Part I: The World Before the War
The Six-Day War's roots lie in the 1948 Arab-Israeli War, which ended with Israeli victory, hundreds of thousands of Palestinian refugees, and a coalition of Arab nations refusing to recognize Israel's existence. A second conflict, the 1956 Suez Crisis, restored an uneasy calm. By the mid-1960s, that calm was fraying: Syrian-backed Palestinian guerrillas staged cross-border attacks into Israel, Israeli reprisals were severe, and an April 1967 air battle ended with six Syrian jets destroyed.
Then came the critical spark. In May 1967, the Soviet Union passed Egypt false intelligence claiming Israel was massing troops for a full invasion of Syria. Egyptian President Gamal Abdel Nasser responded by expelling the UN peacekeeping force from the Sinai, closing the Straits of Tiran to Israeli shipping , an act Israel had declared an act of war , and signing a mutual defense pact with Jordan and Syria. Israel was encircled. Diplomatic efforts failed. Israel decided to act first.

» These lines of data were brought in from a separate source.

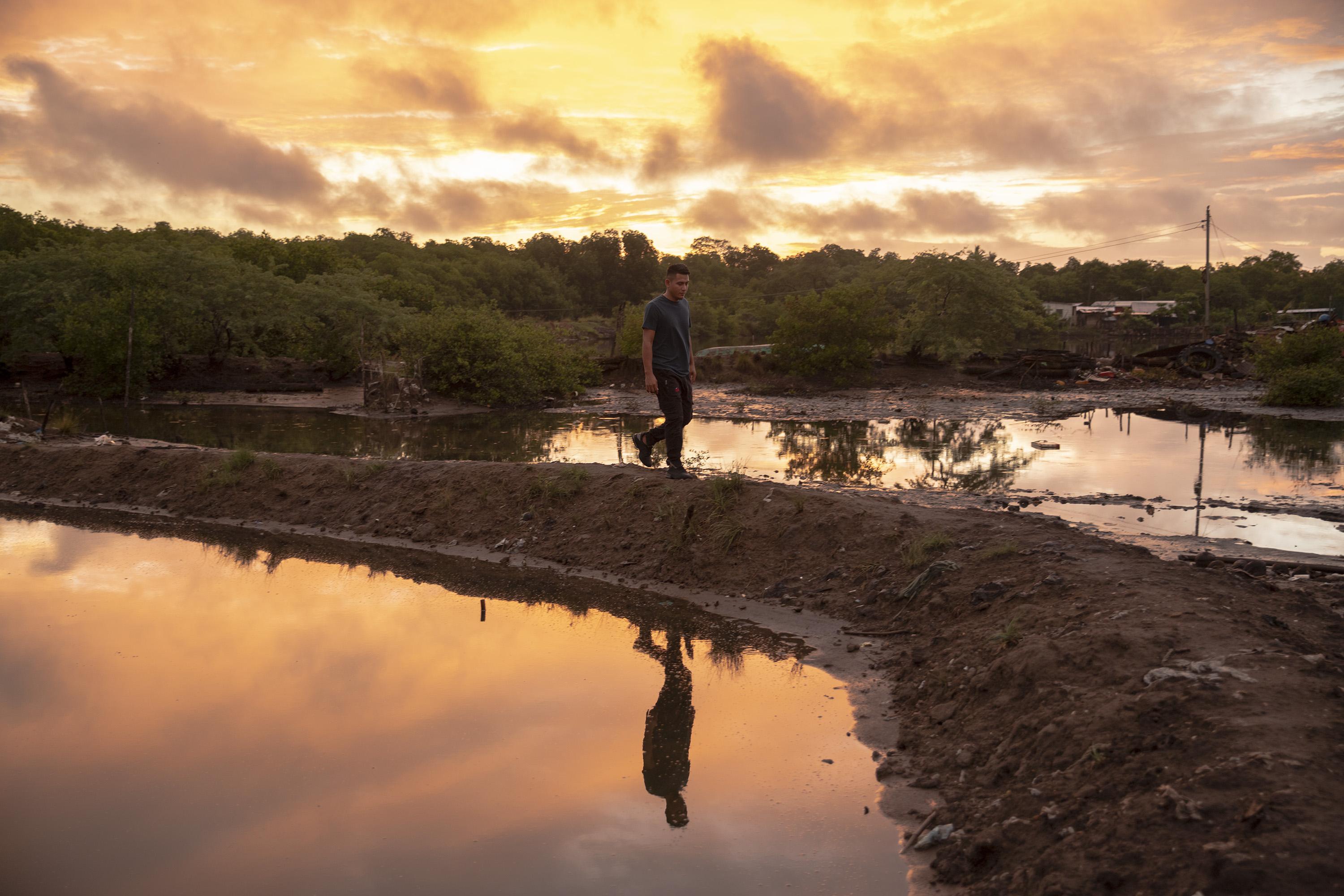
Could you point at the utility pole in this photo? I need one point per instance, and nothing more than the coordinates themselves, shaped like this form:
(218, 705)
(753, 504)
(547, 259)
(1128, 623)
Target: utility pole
(1209, 272)
(131, 332)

Part II: Six Days of War (June 5–10, 1967)
On June 5, Israel launched Operation Focus , a preemptive airstrike that destroyed roughly 286 of Egypt's 420 combat aircraft while still on the ground. Syrian and Jordanian air forces were crippled within hours. Without air cover, Arab ground forces were fatally exposed. Israeli armored units rolled across the Sinai and into Gaza within days. Jordan, which had signed a defense pact with Egypt just a week earlier, began shelling Jerusalem despite Israeli warnings to stand down. Israel counterattacked decisively.
On June 7, Israeli paratroopers fought through the Old City and took control of East Jerusalem and the Western Wall , Judaism's holiest accessible site , while capturing most of the West Bank. On June 9, Israeli forces stormed the Golan Heights, the strategic plateau from which Syrian artillery had shelled northern Israeli communities for years. A UN ceasefire took effect on June 11. The war was over.

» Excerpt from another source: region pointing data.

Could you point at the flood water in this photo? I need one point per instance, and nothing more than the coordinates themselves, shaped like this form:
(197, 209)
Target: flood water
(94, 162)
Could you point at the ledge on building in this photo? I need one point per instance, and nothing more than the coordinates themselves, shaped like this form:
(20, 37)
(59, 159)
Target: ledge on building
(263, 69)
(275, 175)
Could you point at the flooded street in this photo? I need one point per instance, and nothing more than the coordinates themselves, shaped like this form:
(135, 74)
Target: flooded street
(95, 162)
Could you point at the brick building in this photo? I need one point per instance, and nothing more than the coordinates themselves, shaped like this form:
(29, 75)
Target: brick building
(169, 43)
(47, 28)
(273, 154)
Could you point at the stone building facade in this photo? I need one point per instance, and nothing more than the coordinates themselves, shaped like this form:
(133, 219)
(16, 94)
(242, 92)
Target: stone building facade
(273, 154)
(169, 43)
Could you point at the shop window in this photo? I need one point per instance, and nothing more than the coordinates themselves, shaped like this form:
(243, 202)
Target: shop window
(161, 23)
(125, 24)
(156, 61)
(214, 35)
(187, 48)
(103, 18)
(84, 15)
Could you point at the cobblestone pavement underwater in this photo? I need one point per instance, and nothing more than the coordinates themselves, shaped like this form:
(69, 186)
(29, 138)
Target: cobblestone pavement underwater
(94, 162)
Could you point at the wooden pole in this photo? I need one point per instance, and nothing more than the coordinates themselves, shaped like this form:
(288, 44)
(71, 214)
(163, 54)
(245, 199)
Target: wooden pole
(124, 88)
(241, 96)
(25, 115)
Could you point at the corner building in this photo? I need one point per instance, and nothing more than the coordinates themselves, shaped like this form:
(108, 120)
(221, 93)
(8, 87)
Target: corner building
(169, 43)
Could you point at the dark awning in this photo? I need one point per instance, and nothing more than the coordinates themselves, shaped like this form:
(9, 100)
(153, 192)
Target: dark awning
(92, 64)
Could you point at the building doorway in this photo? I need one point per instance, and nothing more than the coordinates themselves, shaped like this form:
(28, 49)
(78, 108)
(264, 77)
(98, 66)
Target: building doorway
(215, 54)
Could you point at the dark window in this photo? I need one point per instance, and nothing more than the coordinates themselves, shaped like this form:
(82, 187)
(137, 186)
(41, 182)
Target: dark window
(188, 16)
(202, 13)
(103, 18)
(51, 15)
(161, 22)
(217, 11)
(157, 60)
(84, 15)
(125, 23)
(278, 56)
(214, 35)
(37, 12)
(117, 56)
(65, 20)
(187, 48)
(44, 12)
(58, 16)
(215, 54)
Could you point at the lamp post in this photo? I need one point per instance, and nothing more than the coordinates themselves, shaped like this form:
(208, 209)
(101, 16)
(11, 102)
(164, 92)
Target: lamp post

Part III: The Occupation Begins
Israel had more than tripled the territory under its control. East Jerusalem was formally annexed almost immediately , a move the international community refused to recognize. Civilian settlements began appearing in the occupied territories within months. Between 280,000 and 325,000 Palestinians were displaced from the West Bank; approximately 100,000 Syrians fled the Golan.

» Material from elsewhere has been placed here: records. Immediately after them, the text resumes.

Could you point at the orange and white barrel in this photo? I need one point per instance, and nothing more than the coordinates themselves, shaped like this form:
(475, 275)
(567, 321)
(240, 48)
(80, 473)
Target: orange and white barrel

"Withdrawal of Israeli armed forces from territories occupied in the recent conflict... acknowledgement of the sovereignty, territorial integrity and political independence of every State in the area." , UN Security Council Resolution 242, November 22, 1967
The UN Security Council responded in November 1967 with Resolution 242, calling for Israeli withdrawal from occupied territories and recognition of every state's right to live in peace. A single missing word , "the" before "territories" , has fueled decades of legal dispute: Arab states read the resolution as requiring full withdrawal; Israel argued only partial withdrawal was required. That ambiguity was never resolved.
In August 1967, Arab heads of state responded at the Khartoum summit with the "Three No's": no peace, no recognition, no negotiation with Israel. The defeat also shattered pan-Arab nationalism, pushing Palestinian militant organizations , operating under the PLO umbrella , to the forefront of resistance.
Part IV: Fifty Years of Consequence
The Sinai Peninsula was eventually returned to Egypt through the 1978 Camp David Accords , the first peace treaty between Israel and an Arab nation. Israel formally annexed the Golan Heights in 1981, a move the UN declared "null and void"; the United States became the only country to recognize Israeli sovereignty there in 2019. The West Bank and Gaza Strip remain the most unresolved legacy.
Israel withdrew settlers and forces from Gaza in 2005, but Hamas seized control in 2007, Israel imposed a blockade, and Gaza has remained sealed ever since. West Bank settlements , begun in the months after 1967 , now number in the hundreds, housing hundreds of thousands of Israeli citizens. In 2024, the International Court of Justice ruled that Israel's ongoing occupation violates international law and called for it to end "as soon as possible."
The approximately 5.1 million Palestinians living in the West Bank and Gaza continue to exist under conditions shaped fundamentally by those six days in June 1967 checkpoints, permits, blockades, military law, and an unanswered question of statehood. Understanding the Six-Day War is not a matter of taking sides. It is a matter of understanding how the present came to be.